La fin des illusions
par
Publication : septembre 1982
Mise en ligne : 26 janvier 2009
IL en coûte à beaucoup de l’avouer : le libéralisme économique a failli à son but. Il devait procurer un maximum de bien-être à un maximum de gens. Aux plus chanceux, aux plus roués, le système a dispensé un enrichissement illimité, source de considération, mais en laissant sur la touche des masses croissantes de marginaux. Sa dernière charrette : les « préretraités » victimes du profit qui voient leur revenu amputé du tiers si l’on tient compte des primes, tacots, heures supplémentaires et indemnités diverses, avantages en nature qui désormais leur échappent.
Tout va de travers. Le système tourne à vide. Curieusement,
les prix s’emballent tandis que les stocks s’accumulent. Les besoins
insatisfaits ont franchi les limites du tolérable alors que le
chômage ne cesse de croître. La violence s’installe. L’insécurité
gagne toutes les couches sociales .
Habituée à mouliner la même farine, la fine fleur
de nos économistes continue de gloser sur les causes d’une crise
qui touche à présent les secteurs les plus sensibles de
l’activité économique. Crise de l’énergie ? Des
centaines de tankers gitent dans les ports grecs, dans les fjords norvégiens
et jamais on n’aura découvert autant de pétrole dans le
monde depuis l’annonce, en 1973, d’une prochaine pénurie. Crise
de l’automobile ? Ce sont, ici, les hausses inconsidérées
qui ont fini par casser le marché et toute l’Europe roulera bientôt
dans de brinquebalantes ferrailles achetées au marché
de l’occasion. Tant pis pour la sécurité. Il ne saurait
être question de réduire les commissions, les marges et
les taxes. Crise de la sidérurgie ? Les usines ferment, non pas
faute de minerais, de personnels ou d’outillages, mais faute de clients
que s’arrache la concurrence étrangère. Crise du textile
? Là également les marchés sont submergés.
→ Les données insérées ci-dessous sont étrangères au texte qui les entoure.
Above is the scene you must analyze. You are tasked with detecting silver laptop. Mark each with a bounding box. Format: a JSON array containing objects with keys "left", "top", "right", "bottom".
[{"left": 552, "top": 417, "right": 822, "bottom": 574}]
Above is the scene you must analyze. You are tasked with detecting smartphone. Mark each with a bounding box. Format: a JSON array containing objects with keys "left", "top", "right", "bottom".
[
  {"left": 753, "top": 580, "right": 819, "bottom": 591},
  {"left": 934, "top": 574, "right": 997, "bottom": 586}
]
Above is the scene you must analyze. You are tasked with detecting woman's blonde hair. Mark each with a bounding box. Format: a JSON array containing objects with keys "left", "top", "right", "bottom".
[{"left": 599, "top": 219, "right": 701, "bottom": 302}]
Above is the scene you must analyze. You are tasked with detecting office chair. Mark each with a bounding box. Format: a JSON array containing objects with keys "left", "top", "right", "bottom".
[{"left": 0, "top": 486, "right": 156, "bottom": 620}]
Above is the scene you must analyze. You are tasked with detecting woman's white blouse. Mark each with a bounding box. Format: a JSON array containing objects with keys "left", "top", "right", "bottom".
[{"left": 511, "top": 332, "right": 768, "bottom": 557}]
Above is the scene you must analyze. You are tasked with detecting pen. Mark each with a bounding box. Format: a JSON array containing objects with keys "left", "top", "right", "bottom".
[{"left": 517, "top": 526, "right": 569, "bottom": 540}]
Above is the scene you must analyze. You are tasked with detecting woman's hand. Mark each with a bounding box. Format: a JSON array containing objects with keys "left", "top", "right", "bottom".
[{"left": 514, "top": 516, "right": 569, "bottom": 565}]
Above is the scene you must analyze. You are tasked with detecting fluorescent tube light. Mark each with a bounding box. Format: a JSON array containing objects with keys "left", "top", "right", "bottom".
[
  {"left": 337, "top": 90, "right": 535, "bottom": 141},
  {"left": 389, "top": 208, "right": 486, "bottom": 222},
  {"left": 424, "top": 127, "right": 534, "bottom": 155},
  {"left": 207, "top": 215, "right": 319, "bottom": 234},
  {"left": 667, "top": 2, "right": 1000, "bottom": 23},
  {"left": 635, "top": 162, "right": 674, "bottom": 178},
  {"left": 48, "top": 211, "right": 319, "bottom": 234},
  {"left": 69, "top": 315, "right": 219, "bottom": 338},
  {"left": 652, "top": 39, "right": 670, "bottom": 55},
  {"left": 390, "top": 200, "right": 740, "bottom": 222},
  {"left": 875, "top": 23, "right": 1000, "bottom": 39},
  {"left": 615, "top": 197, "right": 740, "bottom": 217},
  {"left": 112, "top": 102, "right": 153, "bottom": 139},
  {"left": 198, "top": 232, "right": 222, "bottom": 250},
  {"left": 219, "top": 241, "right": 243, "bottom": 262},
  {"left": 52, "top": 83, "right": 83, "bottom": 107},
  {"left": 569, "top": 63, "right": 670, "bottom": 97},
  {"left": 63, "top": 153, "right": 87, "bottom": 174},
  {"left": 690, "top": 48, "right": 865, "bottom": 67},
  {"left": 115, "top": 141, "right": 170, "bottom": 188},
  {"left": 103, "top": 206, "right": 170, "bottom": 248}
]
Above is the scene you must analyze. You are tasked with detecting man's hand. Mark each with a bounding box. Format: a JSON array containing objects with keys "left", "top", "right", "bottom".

On refoule aux frontières les importations à bas prix
- merci pour le consommateur - made in Taïwan ou made in Coréa.
Surcapacité de 400 000 tonnes dans les aciers spéciaux.
Marché du porc en plein marasme. Un million de tonnes de blé
doivent être « impérativement » exportées
hors d’Europe. Le fleuve de lait a franchi la cote d’alerte. Crise du
vin ? Gare à l’Italie à l’Espagne, à la Grèce,
au Portugal.
Ainsi, nul besoin d’être grand clerc pour attribuer la décomposition
du système, la dégradation, le grippage de ses mécanismes
financiers à une seule cause : l’inadaptation de l’outil monétaire
à une situation de pléthore. Mais dénoncer l’abondance
comme source de nos maux écorcherait la langue de nos économistes,
de tous ces maîtres à penser qui en ont fait un sujet tabou,
raillant ceux qui s’imaginent en faire profiter les consommateurs aujourd’hui
impécunieux, insuffisamment solvabilisés.
Le capitalisme reste l’économie de la rareté. La rareté
fait le prix. L’abondance tue le profit. Il s’agit là d’axiomes
auxquels nos technocrates, formés au moule d’un enseignement
dépassé, refusent d’accorder réflexion. La société
ne changera qu’avec le changement de tous ses usages monétaires
qui, le progrès aidant, ont apporté tant et tant d’inconséquences.
La monnaie transférable est l’outil d’une économie de
concurrence et de profits. La monnaie de consommation sera celui d’une
économie mieux adaptée à l’accélération
du progrès technique et scientifique, à l’abondance qui
en découle et dont nous faisons un si piètre usage.
Il ne sert à rien de poser des emplâtres sur un corps gangrené.
A défaut d’une nécessaire révolution économique
et monétaire, seule la guerre avec son cortège de destructions
et de détresses humaines, retendra une fois de plus les ressorts
du vieux système en le délivrant, pour un temps, du fléau
de l’abondance. Reagan et ses conseillers l’ont compris et fait leur
choix. Périsse l’homme pour que vive le profit : 222 milliards
de dollars vont préparer la guerre. Il est seulement navrant
qu’aucun de nos politiques n’ait eu le courage, l’honnêteté
d’annoncer la couleur.
Perdons nos illusions. Le vieux système ne marche plus. Il s’agit
non pas de le dépoussiérer, mais d’en changer pour que
la production serve tout bonnement à satisfaire les besoins des
populations, au lieu d’être sans cesse entravée, détruite,
à seule fin d’animer le commerce de l’argent, d’assurer les profits
et, par là, les revenus illimités d’une minorité.